Why the ‘Insurance Consumer Protection and Solvency Act’ Seems Destined to Fail

By Andrew J. Lorin | October 22, 2012

The debate over double taxation usually takes place in connection with capital gains or dividend taxes. But Republicans have introduced a bill that seeks to amend the Dodd-Frank Wall Street Reform and Consumer Protection Act to eliminate the possibility of “double-taxation” of insurance companies by both state and federal insolvency funds. Unfortunately, the proposed legislation goes further than fixing that narrow problem, imperiling the bill’s chances.

Will a worthy idea again get buried by partisan politics?
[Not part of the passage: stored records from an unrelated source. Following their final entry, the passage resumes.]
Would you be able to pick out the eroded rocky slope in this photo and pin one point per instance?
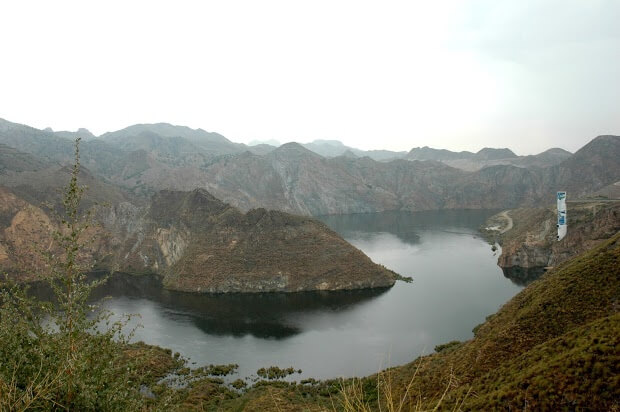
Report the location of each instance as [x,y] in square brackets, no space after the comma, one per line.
[530,241]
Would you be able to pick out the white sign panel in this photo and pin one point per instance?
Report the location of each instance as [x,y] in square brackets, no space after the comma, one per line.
[561,215]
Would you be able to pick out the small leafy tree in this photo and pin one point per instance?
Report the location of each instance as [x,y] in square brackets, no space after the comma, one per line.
[68,355]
Let’s take a step back. In 2010, Congress passed Dodd-Frank in response to the global financial crisis. The law dramatically altered the regulatory landscape, creating new oversight agencies and imposing regulations on financial institutions in an effort to end “too big to fail.” In particular, Title II, “Orderly Liquidation Authority,” expanded the Federal Deposit Insurance Co.’s liquidation power beyond banks to “Covered Financial Companies,” defined to include insurance companies and any other companies that are “predominantly engaged in activities that the Board of Governors has determined are financial in nature.”

But the expansion of the FDIC’s liquidation authority to non-banks created the problem of funding those liquidations. Banks already paid into the Deposit Insurance Fund, so an additional money source was needed to pay for the liquidation of non-bank financial companies. Dodd-Frank’s solution is the FDIC-managed Orderly Liquidation Fund, which is funded by fees assessed by the Financial Stability Oversight Council. The fees paid by a particular financial company depends on market conditions and that company’s assessed risk. In theory, larger or less stable companies should pay more than smaller or more financially sound companies.
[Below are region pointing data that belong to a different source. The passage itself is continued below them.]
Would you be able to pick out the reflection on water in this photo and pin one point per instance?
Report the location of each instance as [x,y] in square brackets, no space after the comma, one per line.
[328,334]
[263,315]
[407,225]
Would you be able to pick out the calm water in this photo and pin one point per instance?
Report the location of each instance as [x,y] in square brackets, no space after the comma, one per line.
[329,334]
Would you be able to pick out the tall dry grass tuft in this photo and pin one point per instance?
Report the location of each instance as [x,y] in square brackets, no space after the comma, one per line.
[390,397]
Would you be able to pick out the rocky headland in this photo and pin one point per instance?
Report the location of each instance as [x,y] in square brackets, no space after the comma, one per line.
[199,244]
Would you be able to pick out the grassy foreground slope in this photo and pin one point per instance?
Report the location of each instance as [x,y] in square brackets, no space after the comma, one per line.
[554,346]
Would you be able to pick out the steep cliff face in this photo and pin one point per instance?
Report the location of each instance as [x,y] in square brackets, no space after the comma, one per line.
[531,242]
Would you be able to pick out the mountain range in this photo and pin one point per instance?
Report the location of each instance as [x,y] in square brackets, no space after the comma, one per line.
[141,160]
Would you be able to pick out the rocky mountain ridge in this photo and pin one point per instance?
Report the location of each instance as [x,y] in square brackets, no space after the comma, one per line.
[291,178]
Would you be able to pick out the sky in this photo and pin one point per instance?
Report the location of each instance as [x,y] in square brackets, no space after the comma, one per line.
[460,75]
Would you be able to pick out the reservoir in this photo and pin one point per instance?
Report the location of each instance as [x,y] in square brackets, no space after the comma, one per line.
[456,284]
Paying into two guaranty imposes a burden on insurers that doesn't exist for other financial companies.

Insurance companies, however, are regulated at the state level and are already required to pay into state guaranty funds. Paying into two guaranty funds, one state and one federal, seems tantamount to double taxation and imposes a burden on insurance companies that does not exist for other financial companies. Furthermore, insurance companies have long argued that they are fundamentally different from banks and should not be subject to the same types of regulations and fees. This is especially true on the property/casualty side, which does not carry the same inherent systemic threat as banks or investment companies. Yet Dodd-Frank makes no distinctions.
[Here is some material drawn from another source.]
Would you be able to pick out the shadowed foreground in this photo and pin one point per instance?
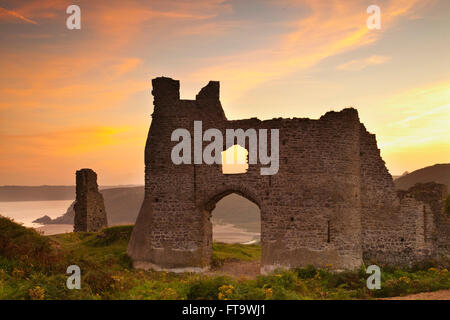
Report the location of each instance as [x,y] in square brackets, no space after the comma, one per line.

Representatives Bill Posey, R-Fla., and Judy Biggert, R-Ill., have introduced legislation aimed at ending the double-taxation, but their bill also stalks bigger game. The proposed legislation, H.R. 6423, “Insurance Consumer Protection and Solvency Act of 2012,” would alter the definition of a Covered Financial Company to specifically exclude insurance companies. In other words, the bill would reverse one of the signal provisions of Dodd-Frank. H.R. 6423 was introduced on Sept. 14, 2012, and is currently before the House Committee on Financial Services.

“The permanent Dodd-Frank bailout fund is a bad approach to banking and an even worse approach for insurance, which is already regulated effectively at the state level,” said Rep. Biggert, chair of the House subcommittee on insurance, housing and community opportunity. “Our legislation will simply ensure that the fog of regulatory uncertainty created by Dodd-Frank doesn’t force insurance consumers to pay into a new, federal bailout fund.”

Whatever one thinks of Dodd-Frank as a whole, that ship has sailed and, barring the unlikely event of one party controlling 60 seats in the Senate, the ship won’t be returning to port anytime soon. Extracting insurance companies from FDIC authority just two years after that authority was granted is a major legislative shift that Dodd-Frank’s supporters are highly unlikely to support.

By contrast, a narrowly-drafted bill aimed solely at fixing a limited and perhaps unforeseen consequence of Dodd-Frank might have passed. For example, the sponsors could have restricted the carve-out to property/casualty insurers or limited the assessments on insurers by the Financial Stability Oversight Council. A narrower amendment could have been presented as fine-tuning Dodd-Frank, rather than a direct attack. But by taking a broad partisan approach, H.R. 6423 seems destined for the legislative trash heap — taking a good idea along with it.